Estos perros son verdaderamente increíbles. Recuerdo que a mi perra le entraba la misma desesperación cuando mi padre y yo nos separábamos… Lo que sí tiene Antigua de malo es que tan solo hay una calle peatonal. Como consecuencia, el tráfico es continuo. El tránsito de coches resulta soportable, porque, a diferencia de la capital, donde la gente conduce atropellándose los unos a los otros --o incluso de Copán, donde los tuk-tuks recorren las calles a toda velocidad—aquí se conduce pausadamente. Aún así, resulta una lástima tener que estar pendiente continuamente de lo coches.
Tras visitar el monasterio y un par de tiendas de
artesanía, me dirijo a la plaza central, donde acabo encontrándome con la chica
española que conocí ayer. Al final se quedó en casa de sus amigos y han venido
hoy a pasar el día de Año Nuevo a Antigua. Más tarde, visito la Catedral (o más
bien las ruinas que quedaron en pie tras el terremoto y que no dejan de tener
su atractivo) y un “museo del chocolate”, en realidad una pequeña exhibición y
una tienda con deliciosas variedades de cacao y chocolate. Me acuerdo, cómo no,
de mi amiga Eloísa, que comparte, y supera, mi adicción a este manjar de
dioses.
Finalizo la mañana visitando el
Convento de Santo Domingo, el monasterio más rico de la ciudad, fundado en
1542, y que actualmente es un hotel, dentro del cual se encuentran varios
museos y las ruinas de la antigua iglesia y el convento.

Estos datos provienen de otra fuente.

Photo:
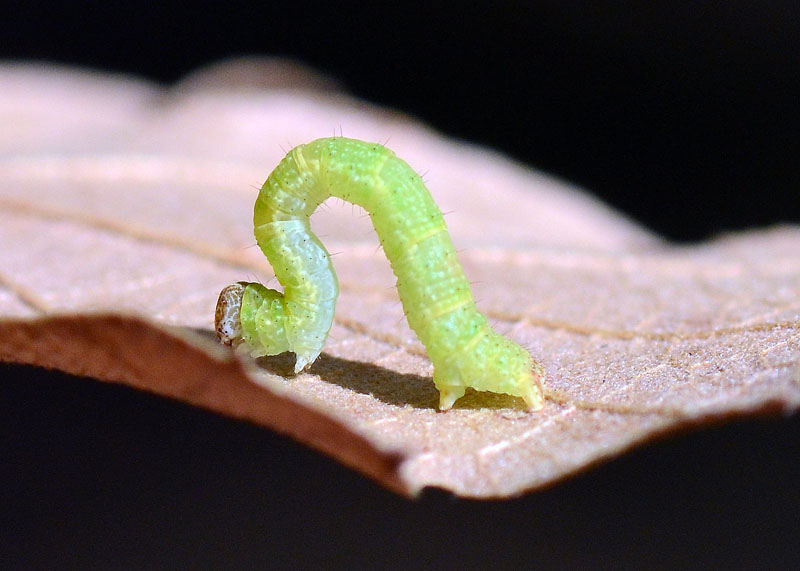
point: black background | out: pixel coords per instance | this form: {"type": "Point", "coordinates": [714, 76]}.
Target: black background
{"type": "Point", "coordinates": [683, 115]}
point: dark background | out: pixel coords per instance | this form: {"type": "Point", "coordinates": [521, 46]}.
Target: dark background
{"type": "Point", "coordinates": [682, 115]}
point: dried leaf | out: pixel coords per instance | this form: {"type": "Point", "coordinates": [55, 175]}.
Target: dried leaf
{"type": "Point", "coordinates": [124, 209]}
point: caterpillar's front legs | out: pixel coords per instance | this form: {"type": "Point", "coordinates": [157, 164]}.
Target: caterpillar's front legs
{"type": "Point", "coordinates": [436, 296]}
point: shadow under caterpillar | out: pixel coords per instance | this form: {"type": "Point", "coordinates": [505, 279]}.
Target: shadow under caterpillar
{"type": "Point", "coordinates": [436, 296]}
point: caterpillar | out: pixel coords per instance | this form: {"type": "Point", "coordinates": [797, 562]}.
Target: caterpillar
{"type": "Point", "coordinates": [436, 296]}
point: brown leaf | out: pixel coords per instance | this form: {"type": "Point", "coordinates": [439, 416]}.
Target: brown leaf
{"type": "Point", "coordinates": [124, 209]}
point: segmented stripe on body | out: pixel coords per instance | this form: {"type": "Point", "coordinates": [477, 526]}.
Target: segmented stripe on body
{"type": "Point", "coordinates": [434, 291]}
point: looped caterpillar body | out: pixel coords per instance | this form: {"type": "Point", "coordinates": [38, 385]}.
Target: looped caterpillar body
{"type": "Point", "coordinates": [434, 291]}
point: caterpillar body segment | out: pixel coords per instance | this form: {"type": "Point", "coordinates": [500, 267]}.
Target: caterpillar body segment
{"type": "Point", "coordinates": [433, 289]}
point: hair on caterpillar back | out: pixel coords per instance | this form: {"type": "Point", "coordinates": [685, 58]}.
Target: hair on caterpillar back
{"type": "Point", "coordinates": [436, 296]}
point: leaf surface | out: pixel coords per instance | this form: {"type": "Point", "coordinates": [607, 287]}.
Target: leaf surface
{"type": "Point", "coordinates": [125, 208]}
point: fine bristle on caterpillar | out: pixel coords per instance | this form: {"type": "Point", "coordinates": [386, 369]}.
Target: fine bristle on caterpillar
{"type": "Point", "coordinates": [433, 289]}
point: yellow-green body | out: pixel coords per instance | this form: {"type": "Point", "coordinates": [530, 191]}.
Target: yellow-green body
{"type": "Point", "coordinates": [434, 291]}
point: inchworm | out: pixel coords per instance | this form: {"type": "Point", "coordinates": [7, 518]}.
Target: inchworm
{"type": "Point", "coordinates": [433, 289]}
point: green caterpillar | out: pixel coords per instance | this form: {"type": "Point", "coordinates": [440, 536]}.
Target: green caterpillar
{"type": "Point", "coordinates": [436, 295]}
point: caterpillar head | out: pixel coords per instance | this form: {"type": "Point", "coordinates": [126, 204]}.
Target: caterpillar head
{"type": "Point", "coordinates": [227, 320]}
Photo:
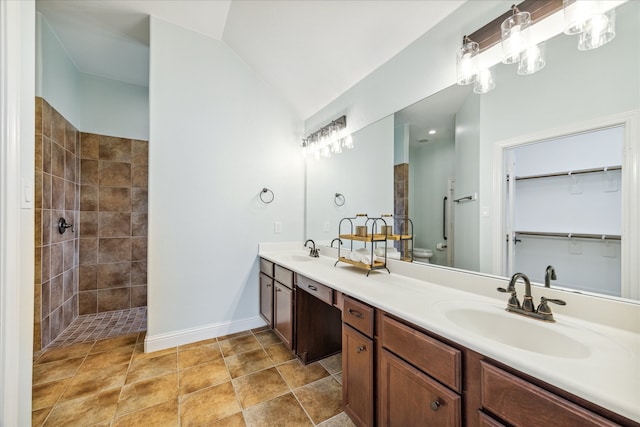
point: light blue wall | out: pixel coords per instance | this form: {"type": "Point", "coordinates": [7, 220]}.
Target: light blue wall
{"type": "Point", "coordinates": [219, 134]}
{"type": "Point", "coordinates": [92, 104]}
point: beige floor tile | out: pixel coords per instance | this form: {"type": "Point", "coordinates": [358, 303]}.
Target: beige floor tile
{"type": "Point", "coordinates": [138, 352]}
{"type": "Point", "coordinates": [333, 364]}
{"type": "Point", "coordinates": [162, 415]}
{"type": "Point", "coordinates": [234, 335]}
{"type": "Point", "coordinates": [283, 411]}
{"type": "Point", "coordinates": [101, 360]}
{"type": "Point", "coordinates": [143, 369]}
{"type": "Point", "coordinates": [203, 376]}
{"type": "Point", "coordinates": [321, 399]}
{"type": "Point", "coordinates": [259, 387]}
{"type": "Point", "coordinates": [71, 352]}
{"type": "Point", "coordinates": [53, 371]}
{"type": "Point", "coordinates": [198, 343]}
{"type": "Point", "coordinates": [340, 420]}
{"type": "Point", "coordinates": [117, 342]}
{"type": "Point", "coordinates": [239, 345]}
{"type": "Point", "coordinates": [143, 394]}
{"type": "Point", "coordinates": [192, 356]}
{"type": "Point", "coordinates": [296, 374]}
{"type": "Point", "coordinates": [46, 395]}
{"type": "Point", "coordinates": [95, 381]}
{"type": "Point", "coordinates": [208, 405]}
{"type": "Point", "coordinates": [247, 363]}
{"type": "Point", "coordinates": [279, 353]}
{"type": "Point", "coordinates": [267, 338]}
{"type": "Point", "coordinates": [38, 417]}
{"type": "Point", "coordinates": [96, 409]}
{"type": "Point", "coordinates": [235, 420]}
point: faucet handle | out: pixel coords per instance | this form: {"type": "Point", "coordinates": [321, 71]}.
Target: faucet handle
{"type": "Point", "coordinates": [543, 308]}
{"type": "Point", "coordinates": [513, 299]}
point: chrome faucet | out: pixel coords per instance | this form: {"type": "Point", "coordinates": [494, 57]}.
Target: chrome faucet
{"type": "Point", "coordinates": [313, 252]}
{"type": "Point", "coordinates": [549, 275]}
{"type": "Point", "coordinates": [542, 312]}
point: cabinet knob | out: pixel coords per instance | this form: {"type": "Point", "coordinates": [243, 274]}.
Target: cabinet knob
{"type": "Point", "coordinates": [356, 313]}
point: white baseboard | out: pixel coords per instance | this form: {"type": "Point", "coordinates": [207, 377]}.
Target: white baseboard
{"type": "Point", "coordinates": [205, 332]}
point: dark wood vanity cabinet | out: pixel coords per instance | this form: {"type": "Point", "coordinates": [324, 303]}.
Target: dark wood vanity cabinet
{"type": "Point", "coordinates": [283, 307]}
{"type": "Point", "coordinates": [358, 362]}
{"type": "Point", "coordinates": [420, 378]}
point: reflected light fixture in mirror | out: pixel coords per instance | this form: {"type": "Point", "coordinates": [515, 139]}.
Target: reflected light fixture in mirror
{"type": "Point", "coordinates": [515, 37]}
{"type": "Point", "coordinates": [327, 140]}
{"type": "Point", "coordinates": [467, 61]}
{"type": "Point", "coordinates": [591, 21]}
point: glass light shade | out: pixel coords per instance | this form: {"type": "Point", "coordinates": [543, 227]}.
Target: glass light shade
{"type": "Point", "coordinates": [532, 60]}
{"type": "Point", "coordinates": [598, 30]}
{"type": "Point", "coordinates": [485, 82]}
{"type": "Point", "coordinates": [467, 62]}
{"type": "Point", "coordinates": [514, 37]}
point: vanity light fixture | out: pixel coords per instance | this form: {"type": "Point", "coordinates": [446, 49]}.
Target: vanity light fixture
{"type": "Point", "coordinates": [594, 25]}
{"type": "Point", "coordinates": [327, 140]}
{"type": "Point", "coordinates": [515, 37]}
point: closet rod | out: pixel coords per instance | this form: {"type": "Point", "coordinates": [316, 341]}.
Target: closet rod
{"type": "Point", "coordinates": [576, 172]}
{"type": "Point", "coordinates": [570, 235]}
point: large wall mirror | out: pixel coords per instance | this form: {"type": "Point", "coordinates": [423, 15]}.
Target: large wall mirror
{"type": "Point", "coordinates": [449, 141]}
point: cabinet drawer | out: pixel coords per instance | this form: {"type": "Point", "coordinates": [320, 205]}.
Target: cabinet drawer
{"type": "Point", "coordinates": [410, 398]}
{"type": "Point", "coordinates": [358, 315]}
{"type": "Point", "coordinates": [318, 290]}
{"type": "Point", "coordinates": [521, 403]}
{"type": "Point", "coordinates": [284, 276]}
{"type": "Point", "coordinates": [432, 356]}
{"type": "Point", "coordinates": [266, 267]}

Cuando acabo son más de las tres y estoy “starving total”, como decíamos Gema, Mª Rosa y yo en Santa Bárbara. Cerca del Convento hay un pequeño restaurante que, según la guía, vende sándwiches. Mi idea es comer algo rápido, pero sucumbo a la tentación y termino sentándome en el patio interior del restaurante. Doy cuenta de un magnífico plato de canelones de gambas, ricotta y varios tipos de queso gratinado (verdaderamente excelente) y termino con un panettone de queso, que no está nada mal. A este paso cogeré más de un kilo antes de salir de Antigua :)
Por la tarde me acerco a ver
algún otro convento o iglesia, aunque compruebo que muchos de ellos están hoy
cerrados, salvo en los casos en que tengo la suerte de que la visita coincide
con la misa. Sobre las seis y media vuelvo al hotel y subo a la azotea, ya casi
anochecido.
A las ocho y media salgo a cenar. En este caso, con algo menos de suerte. La comida no está mal, pero tampoco es excepcional. Para más inri, cuando la camarera me pregunta qué quiero beber, le pido “ponche navideño”, que he visto en el menú como un “Christmas special”. Resulta ser otro tipo de “ponche” del que yo esperaba, que llega en una jarra de barro y desde luego no puede considerarse precisamente una bebida. Me pregunto qué pensaría la camarera cuando le pedí el ponche de beber. Supongo que, como nos sucede a todos, simplemente pensó que “estos guiris están locos”. Acabo pidiendo una naranjada.
Tras la cena, un paseo de vuelta
al hotel y a escribir un rato este diario.